Dept. of Computer Science, College of SW Convergence, Dankook Univ, Yongin-si, 16890, Korea.
Center for Bio-Medical Engineering Core Facility, Dankook Univ, Cheonan, 31116, Korea.
Genes Genomics. 2023 Dec;45(12):1599-1609. doi: 10.1007/s13258-023-01458-7. Epub 2023 Oct 14.

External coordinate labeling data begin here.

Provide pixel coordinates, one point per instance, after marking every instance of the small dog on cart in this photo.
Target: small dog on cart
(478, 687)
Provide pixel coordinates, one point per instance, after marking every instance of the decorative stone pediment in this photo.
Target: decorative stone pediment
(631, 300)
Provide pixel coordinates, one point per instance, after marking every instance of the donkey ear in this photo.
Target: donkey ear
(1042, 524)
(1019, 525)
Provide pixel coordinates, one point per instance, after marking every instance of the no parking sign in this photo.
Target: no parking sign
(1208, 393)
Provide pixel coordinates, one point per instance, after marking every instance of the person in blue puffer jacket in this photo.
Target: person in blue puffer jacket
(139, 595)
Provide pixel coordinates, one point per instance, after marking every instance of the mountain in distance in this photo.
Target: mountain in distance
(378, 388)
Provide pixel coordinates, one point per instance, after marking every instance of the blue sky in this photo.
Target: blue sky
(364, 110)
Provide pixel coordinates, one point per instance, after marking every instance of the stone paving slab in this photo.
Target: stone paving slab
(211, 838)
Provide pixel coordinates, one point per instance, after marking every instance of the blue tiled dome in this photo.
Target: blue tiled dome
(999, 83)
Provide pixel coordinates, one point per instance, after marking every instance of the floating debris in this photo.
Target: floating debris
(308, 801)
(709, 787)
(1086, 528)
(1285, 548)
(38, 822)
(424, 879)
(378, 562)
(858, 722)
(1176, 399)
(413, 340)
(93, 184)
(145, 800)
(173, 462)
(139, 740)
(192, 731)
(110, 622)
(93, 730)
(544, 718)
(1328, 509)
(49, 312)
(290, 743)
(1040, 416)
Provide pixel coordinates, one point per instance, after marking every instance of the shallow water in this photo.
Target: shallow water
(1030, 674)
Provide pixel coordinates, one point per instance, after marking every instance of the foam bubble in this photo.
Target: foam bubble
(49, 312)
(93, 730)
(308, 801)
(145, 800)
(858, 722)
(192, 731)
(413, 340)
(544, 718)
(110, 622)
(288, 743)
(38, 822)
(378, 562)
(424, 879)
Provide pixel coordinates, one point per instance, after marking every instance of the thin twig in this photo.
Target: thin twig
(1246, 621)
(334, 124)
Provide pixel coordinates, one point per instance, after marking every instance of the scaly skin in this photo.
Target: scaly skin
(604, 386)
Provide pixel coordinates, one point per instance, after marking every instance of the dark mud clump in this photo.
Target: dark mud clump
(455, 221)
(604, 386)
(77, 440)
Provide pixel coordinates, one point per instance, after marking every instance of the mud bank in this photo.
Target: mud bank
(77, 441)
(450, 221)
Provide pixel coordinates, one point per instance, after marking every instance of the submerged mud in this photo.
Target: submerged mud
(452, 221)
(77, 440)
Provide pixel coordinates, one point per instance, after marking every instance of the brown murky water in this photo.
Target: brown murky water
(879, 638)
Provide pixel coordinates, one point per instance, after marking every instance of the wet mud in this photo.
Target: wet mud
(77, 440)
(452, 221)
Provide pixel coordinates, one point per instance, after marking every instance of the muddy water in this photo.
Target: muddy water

Reconstruction of amino acid sequences from assembled transcriptome is of interest in personalized medicine, for example, to predict drug-target (or protein-protein) interaction considering individual's genomic variations. Most of the existing transcriptome assemblers, however, seems not well suited for this purpose.
In this work, we present StringFix, an annotation guided transcriptome assembly and protein sequence reconstruction software tool that takes genome-aligned reads and the annotations associated to the reference genome as input. The tool 'fixes' the pre-annotated transcript sequence by taking small variations into account, finally to produce possible amino acid sequences that are likely to exist in the test tissue.
The results show that, using outputs from existing reference-based assemblers as the input GTF-guide, StringFix could reconstruct amino acid sequences more precisely with higher sensitivity than direct generation using the recovered transcripts from all the assemblers we tested.
By using StringFix with the existing reference-based assemblers, one can recover not only a novel transcripts and isoforms but also the possible amino acid sequence stemming from them.
在个性化医疗中,从组装的转录组中重建氨基酸序列很有趣,例如,考虑到个体的基因组变异,预测药物靶点(或蛋白质-蛋白质)相互作用。然而,大多数现有的转录组组装器似乎不太适合这个目的。
在这项工作中,我们提出了 StringFix,这是一种注释指导的转录组组装和蛋白质序列重建软件工具,它以基因组对齐的读取和与参考基因组相关的注释作为输入。该工具通过考虑小的变化来“修复”预先注释的转录本序列,最终生成可能存在于测试组织中的可能的氨基酸序列。
结果表明,使用现有基于参考的组装器的输出作为输入 GTF 指南,StringFix 可以比直接使用我们测试的所有组装器恢复的转录本更精确地重建氨基酸序列,并且具有更高的敏感性。
通过使用 StringFix 和现有的基于参考的组装器,不仅可以恢复新的转录本和异构体,还可以恢复可能由它们产生的氨基酸序列。